Cut Locus
Note: the code below is a bit buggy and a work in progress!
Click on the canvas below to draw a point. Press
\(\,\)c \(\,\)on
your keyboard to close the the polygon when finished and click again to spawn a circle. A red circle is
maximal and a blue (low alpha) is not. Press \(\,\)g \(\,\) to start mass
random
sampling within the polygon and press it again to stop. Press \(\,\)l \(\,\) to see the cut
locus
generated by the red circles. Hit \(\,\)r \(\,\) to
reset.
Overview
The algorithm for finding the cut locus after the polygon is created goes roughly as follows:
- Triangulate the polygon
- Sample points randomly from each triangle
- For each point, precompute distance from each edge of the polygon
- If the two shortest distances are within some \(\varepsilon\) (say, 3 pixels), then that point is in the cut
locus
- It's important to make sure that the two shortest distances aren't secretly the same point! Consider a
vertex in some concavity of the polygon; we need to make sure that that vertex is not double counted
since it exists in two edges.
Issues
There are many issues with my implementation and this method in general.

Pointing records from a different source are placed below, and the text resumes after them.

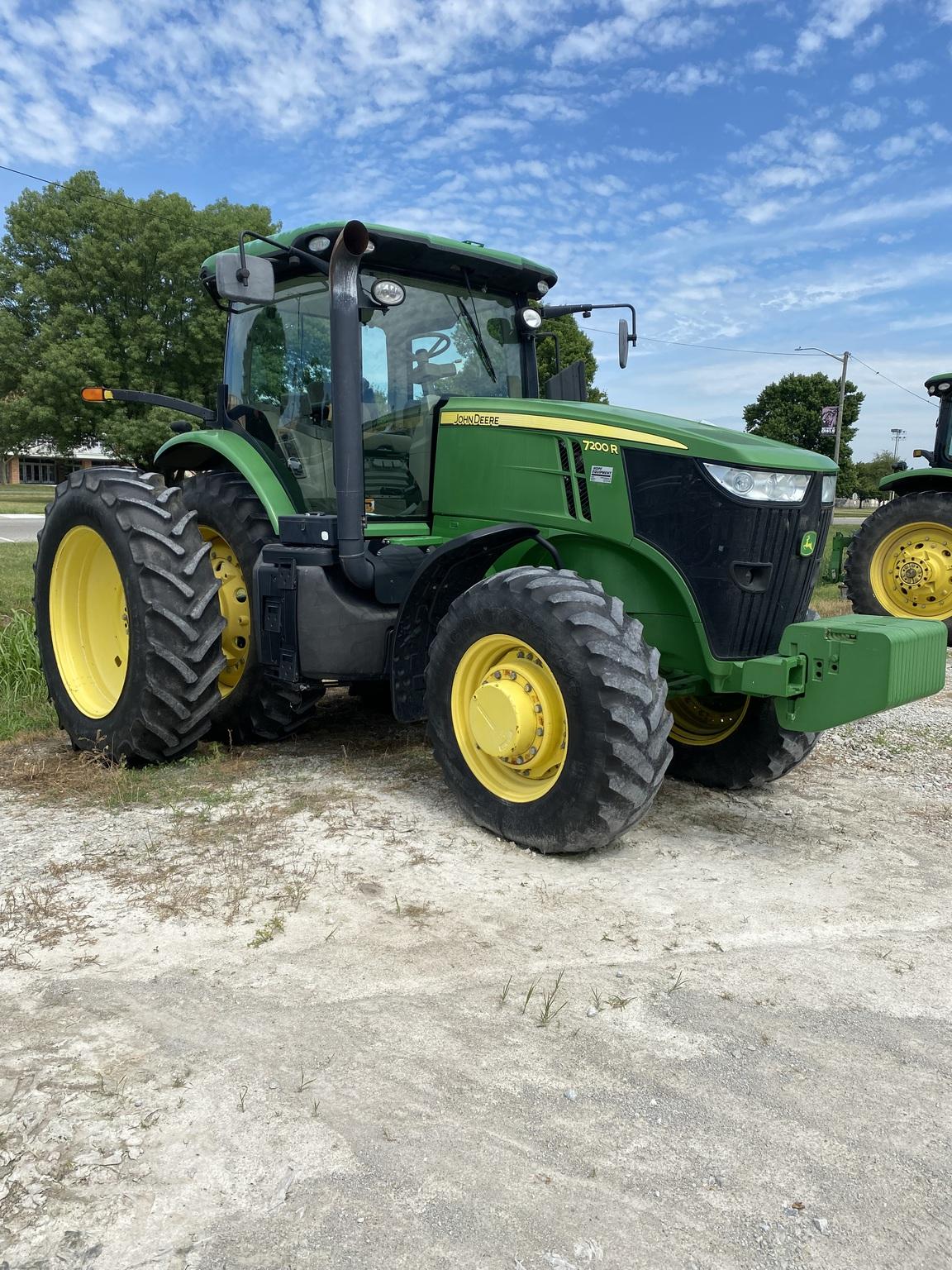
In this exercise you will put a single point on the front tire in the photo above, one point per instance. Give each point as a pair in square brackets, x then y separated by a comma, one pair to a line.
[733, 742]
[253, 705]
[127, 616]
[546, 710]
[900, 559]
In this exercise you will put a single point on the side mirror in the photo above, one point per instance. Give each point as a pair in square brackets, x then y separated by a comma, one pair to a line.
[249, 282]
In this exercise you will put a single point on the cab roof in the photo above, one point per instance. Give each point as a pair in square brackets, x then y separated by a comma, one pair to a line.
[405, 251]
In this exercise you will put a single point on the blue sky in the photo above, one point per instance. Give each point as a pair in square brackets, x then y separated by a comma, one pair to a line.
[750, 174]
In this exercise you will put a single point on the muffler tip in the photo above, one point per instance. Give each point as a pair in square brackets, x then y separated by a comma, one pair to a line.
[355, 238]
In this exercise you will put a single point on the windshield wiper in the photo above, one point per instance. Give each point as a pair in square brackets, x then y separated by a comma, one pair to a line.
[475, 329]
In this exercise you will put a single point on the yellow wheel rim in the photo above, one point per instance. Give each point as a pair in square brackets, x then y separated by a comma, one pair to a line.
[912, 571]
[706, 720]
[509, 718]
[235, 609]
[89, 623]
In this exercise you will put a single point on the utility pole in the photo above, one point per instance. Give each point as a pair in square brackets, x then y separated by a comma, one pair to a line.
[845, 360]
[840, 407]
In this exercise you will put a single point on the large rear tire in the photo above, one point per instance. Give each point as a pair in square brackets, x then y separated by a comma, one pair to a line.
[127, 616]
[547, 710]
[900, 559]
[253, 705]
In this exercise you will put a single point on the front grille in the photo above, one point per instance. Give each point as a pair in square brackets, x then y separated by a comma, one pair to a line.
[741, 561]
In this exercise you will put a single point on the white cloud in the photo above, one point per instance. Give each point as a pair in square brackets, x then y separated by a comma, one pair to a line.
[833, 19]
[914, 141]
[861, 118]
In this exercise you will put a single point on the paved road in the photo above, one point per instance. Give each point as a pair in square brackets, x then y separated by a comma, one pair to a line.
[19, 528]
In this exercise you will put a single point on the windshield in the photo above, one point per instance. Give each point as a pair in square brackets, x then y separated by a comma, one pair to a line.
[440, 341]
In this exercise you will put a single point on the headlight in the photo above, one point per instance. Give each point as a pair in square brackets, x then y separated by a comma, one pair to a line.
[760, 487]
[388, 293]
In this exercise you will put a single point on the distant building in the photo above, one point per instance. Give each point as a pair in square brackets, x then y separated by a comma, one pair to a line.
[38, 465]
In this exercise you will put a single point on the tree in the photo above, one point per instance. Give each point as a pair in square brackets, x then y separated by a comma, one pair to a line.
[97, 287]
[791, 410]
[869, 474]
[574, 346]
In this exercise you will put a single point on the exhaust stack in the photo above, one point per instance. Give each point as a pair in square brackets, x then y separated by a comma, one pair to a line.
[347, 399]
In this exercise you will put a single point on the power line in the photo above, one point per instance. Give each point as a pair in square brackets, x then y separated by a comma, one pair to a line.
[918, 395]
[719, 348]
[763, 352]
[49, 180]
[716, 348]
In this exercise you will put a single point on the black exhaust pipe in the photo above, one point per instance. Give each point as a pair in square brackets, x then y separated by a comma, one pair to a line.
[347, 400]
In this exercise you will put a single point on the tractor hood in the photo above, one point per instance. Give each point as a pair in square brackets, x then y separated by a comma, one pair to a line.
[639, 428]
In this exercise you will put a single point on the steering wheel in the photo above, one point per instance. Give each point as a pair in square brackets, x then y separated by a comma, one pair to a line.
[440, 346]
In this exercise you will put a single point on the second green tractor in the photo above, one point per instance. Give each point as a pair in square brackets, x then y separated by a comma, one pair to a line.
[578, 599]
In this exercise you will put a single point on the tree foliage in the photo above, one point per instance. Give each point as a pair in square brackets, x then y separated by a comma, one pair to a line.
[97, 287]
[869, 474]
[791, 410]
[574, 346]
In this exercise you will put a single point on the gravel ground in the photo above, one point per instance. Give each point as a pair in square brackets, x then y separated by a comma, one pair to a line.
[293, 1010]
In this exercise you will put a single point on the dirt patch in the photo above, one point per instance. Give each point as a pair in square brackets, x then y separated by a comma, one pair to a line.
[301, 1012]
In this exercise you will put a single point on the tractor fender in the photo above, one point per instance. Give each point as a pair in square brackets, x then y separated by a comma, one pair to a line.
[445, 575]
[218, 447]
[918, 480]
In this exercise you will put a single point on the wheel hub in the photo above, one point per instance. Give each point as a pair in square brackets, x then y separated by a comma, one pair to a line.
[235, 609]
[89, 623]
[509, 718]
[912, 571]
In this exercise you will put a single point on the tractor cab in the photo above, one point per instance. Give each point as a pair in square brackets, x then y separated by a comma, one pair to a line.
[437, 319]
[940, 386]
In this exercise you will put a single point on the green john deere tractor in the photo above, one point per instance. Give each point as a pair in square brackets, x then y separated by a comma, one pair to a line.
[577, 597]
[900, 561]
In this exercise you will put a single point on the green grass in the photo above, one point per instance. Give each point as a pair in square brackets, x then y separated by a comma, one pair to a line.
[23, 704]
[17, 577]
[24, 499]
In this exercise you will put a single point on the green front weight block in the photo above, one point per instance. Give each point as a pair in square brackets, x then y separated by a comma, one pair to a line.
[857, 666]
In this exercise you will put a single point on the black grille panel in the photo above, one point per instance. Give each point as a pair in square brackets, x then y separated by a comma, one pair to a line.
[583, 484]
[566, 479]
[741, 561]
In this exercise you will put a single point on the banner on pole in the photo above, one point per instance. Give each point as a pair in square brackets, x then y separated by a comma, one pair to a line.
[828, 414]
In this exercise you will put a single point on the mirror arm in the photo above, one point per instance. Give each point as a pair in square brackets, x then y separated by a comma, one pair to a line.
[320, 265]
[587, 310]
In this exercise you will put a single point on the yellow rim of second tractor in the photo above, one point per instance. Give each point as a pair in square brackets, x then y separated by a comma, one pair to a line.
[89, 623]
[912, 571]
[509, 718]
[235, 609]
[706, 720]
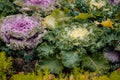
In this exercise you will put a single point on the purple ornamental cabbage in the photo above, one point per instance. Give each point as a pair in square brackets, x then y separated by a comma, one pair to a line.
[44, 5]
[21, 32]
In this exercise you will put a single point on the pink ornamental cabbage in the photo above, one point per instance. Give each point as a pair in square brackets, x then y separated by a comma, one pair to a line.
[21, 32]
[44, 5]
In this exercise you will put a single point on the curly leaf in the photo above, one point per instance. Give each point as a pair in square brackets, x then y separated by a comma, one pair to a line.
[83, 16]
[107, 23]
[45, 49]
[96, 62]
[53, 64]
[70, 59]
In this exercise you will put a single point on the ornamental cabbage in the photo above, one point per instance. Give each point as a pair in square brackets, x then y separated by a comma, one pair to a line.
[21, 32]
[43, 5]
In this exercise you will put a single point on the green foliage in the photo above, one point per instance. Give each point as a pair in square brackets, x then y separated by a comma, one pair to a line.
[7, 7]
[70, 58]
[96, 62]
[72, 51]
[77, 74]
[5, 66]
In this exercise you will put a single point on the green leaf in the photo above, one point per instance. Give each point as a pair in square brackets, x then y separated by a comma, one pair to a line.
[96, 62]
[45, 49]
[53, 64]
[70, 59]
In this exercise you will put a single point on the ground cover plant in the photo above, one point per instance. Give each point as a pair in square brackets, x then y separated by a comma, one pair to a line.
[60, 39]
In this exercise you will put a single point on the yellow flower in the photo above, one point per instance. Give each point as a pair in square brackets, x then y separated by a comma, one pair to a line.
[107, 23]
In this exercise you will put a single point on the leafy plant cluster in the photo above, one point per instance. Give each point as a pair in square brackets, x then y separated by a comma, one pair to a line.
[59, 47]
[5, 66]
[77, 34]
[76, 74]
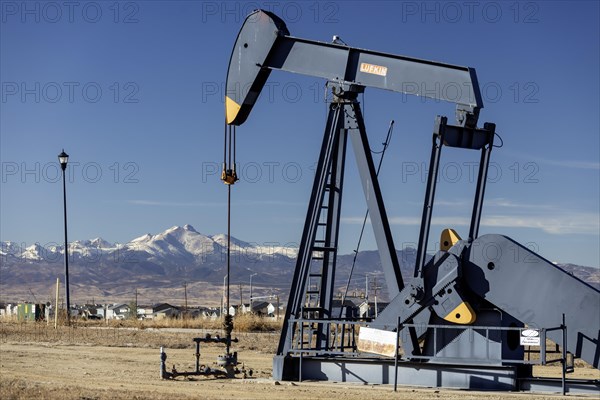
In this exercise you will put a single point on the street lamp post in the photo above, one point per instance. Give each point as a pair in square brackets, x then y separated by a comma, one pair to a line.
[63, 158]
[251, 275]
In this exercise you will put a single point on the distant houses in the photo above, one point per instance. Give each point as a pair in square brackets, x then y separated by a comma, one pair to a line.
[123, 311]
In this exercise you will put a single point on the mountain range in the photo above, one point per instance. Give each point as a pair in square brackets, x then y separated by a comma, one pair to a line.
[162, 264]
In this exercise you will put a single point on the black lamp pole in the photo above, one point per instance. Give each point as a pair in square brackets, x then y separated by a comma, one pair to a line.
[63, 158]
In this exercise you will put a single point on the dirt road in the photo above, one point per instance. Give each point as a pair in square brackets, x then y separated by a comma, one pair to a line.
[50, 370]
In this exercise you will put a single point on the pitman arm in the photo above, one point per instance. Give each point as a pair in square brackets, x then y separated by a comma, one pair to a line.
[264, 44]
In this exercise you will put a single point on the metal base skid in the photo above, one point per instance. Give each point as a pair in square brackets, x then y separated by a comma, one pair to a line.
[380, 371]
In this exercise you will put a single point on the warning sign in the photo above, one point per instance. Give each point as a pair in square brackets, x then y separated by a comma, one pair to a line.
[530, 337]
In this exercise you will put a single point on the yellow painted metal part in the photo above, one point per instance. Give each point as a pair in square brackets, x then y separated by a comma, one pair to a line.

- The random sampling is not weighted by area of each triangle, so samplings are denser in triangles with smaller area.
- Despite this, the sampling sometimes struggles with small areas of a polygon for some reason.
- A random sampling isn't going to get a super accurate or consistent picture of the actual cut locus.
- Some bugs happen when a circle spawns too close to a vertex of the polygon.